The California Supreme Court has rejected the argument that all license plate numbers routinely and automatically captured by roadside cameras and archived for future use by law enforcement agencies can be kept secret as “investigative” records. Instead, the license plate data must be released under the California Public Records Act if there is a way to protect the identities of the vehicles’ owners.

Yesterday’s unanimous decision in ACLU Foundation of Southern California v. Superior Court supplies a timely distinction just as surveillance technology of all kinds allows government agencies as well as corporate entities to amass and store virtually unlimited quantities of information tracking the whereabouts and activities of huge increments of the population.

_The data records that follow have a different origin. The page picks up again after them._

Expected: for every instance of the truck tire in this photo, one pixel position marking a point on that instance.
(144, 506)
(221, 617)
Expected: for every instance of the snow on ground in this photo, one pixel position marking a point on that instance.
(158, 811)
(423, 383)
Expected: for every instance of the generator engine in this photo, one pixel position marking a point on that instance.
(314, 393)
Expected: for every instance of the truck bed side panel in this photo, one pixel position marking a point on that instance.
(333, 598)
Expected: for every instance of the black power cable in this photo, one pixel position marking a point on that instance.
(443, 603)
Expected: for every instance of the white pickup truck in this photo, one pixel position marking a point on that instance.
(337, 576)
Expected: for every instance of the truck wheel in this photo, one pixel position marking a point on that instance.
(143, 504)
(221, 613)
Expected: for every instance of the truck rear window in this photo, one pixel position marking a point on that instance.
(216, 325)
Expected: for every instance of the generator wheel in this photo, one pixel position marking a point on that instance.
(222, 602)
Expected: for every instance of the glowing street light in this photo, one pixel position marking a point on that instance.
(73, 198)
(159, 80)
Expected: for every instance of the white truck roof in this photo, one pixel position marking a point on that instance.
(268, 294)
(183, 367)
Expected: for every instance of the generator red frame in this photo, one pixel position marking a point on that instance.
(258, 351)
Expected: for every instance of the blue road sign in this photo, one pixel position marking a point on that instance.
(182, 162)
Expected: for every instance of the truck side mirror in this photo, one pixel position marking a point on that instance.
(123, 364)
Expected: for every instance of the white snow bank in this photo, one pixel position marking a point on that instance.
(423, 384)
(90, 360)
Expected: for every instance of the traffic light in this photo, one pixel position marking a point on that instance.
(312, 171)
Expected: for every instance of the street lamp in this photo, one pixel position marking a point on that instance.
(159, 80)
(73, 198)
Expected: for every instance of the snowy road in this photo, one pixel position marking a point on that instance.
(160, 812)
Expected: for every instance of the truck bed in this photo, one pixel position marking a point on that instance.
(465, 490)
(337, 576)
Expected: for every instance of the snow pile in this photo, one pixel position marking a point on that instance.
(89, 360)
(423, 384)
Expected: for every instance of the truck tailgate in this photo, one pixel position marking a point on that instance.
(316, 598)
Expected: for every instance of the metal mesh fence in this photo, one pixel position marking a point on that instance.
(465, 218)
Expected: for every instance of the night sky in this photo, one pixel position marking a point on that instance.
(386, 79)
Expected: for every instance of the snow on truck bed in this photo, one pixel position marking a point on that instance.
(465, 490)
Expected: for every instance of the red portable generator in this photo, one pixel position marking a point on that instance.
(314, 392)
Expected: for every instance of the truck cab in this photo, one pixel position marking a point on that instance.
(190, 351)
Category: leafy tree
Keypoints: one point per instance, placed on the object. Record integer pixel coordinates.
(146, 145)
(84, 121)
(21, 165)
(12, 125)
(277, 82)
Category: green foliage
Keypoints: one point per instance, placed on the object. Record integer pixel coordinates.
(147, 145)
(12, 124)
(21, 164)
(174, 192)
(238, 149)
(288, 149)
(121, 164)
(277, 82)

While such accumulations like the Automated License Plate Reader (ALPR) network maintained by the Los Angeles Police and Sheriff’s Departments may be valuable to consult in particular investigations—TV police procedural dramas now routinely make a canvass of closed circuit video images among the earliest modes of inquiry—the court emphasized that this convenience does not make the mass of automatically captured data the record of a law enforcement investigation, because its acquisition was “not conducted as part of a targeted inquiry into any particular crime or crimes.”

If and when a specific plate number shows up in the context of a crime, however, then a search of the database to learn when and where the vehicle has been detected will be part of an investigation, and thus eligible to be withheld under the Public Records Act, the court said.

On the other hand, the court remanded the case to the trial court to determine if there is a way to strip out owner identities from the plate numbers, “anonymizing” the publicly disclosed vehicle data to protect personal privacy.

Ironically, the reason the ACLU (and Electronic Frontier Foundation) sought the information in the first place was not to find out who was driving where and when but “so that the legal and policy implications of the government’s use of ALPRs to collect vast amounts of information on almost exclusively law-abiding [citizens of Los Angeles] may be fully and fairly debated.”

Meanwhile, the bill recently noted here that would require police, sheriffs and other law enforcement agencies to present for comment and approval their surveillance technology use policies in meetings open to the public has been held without action by the Assembly Appropriations Committee under heavy opposition from the law enforcement lobby.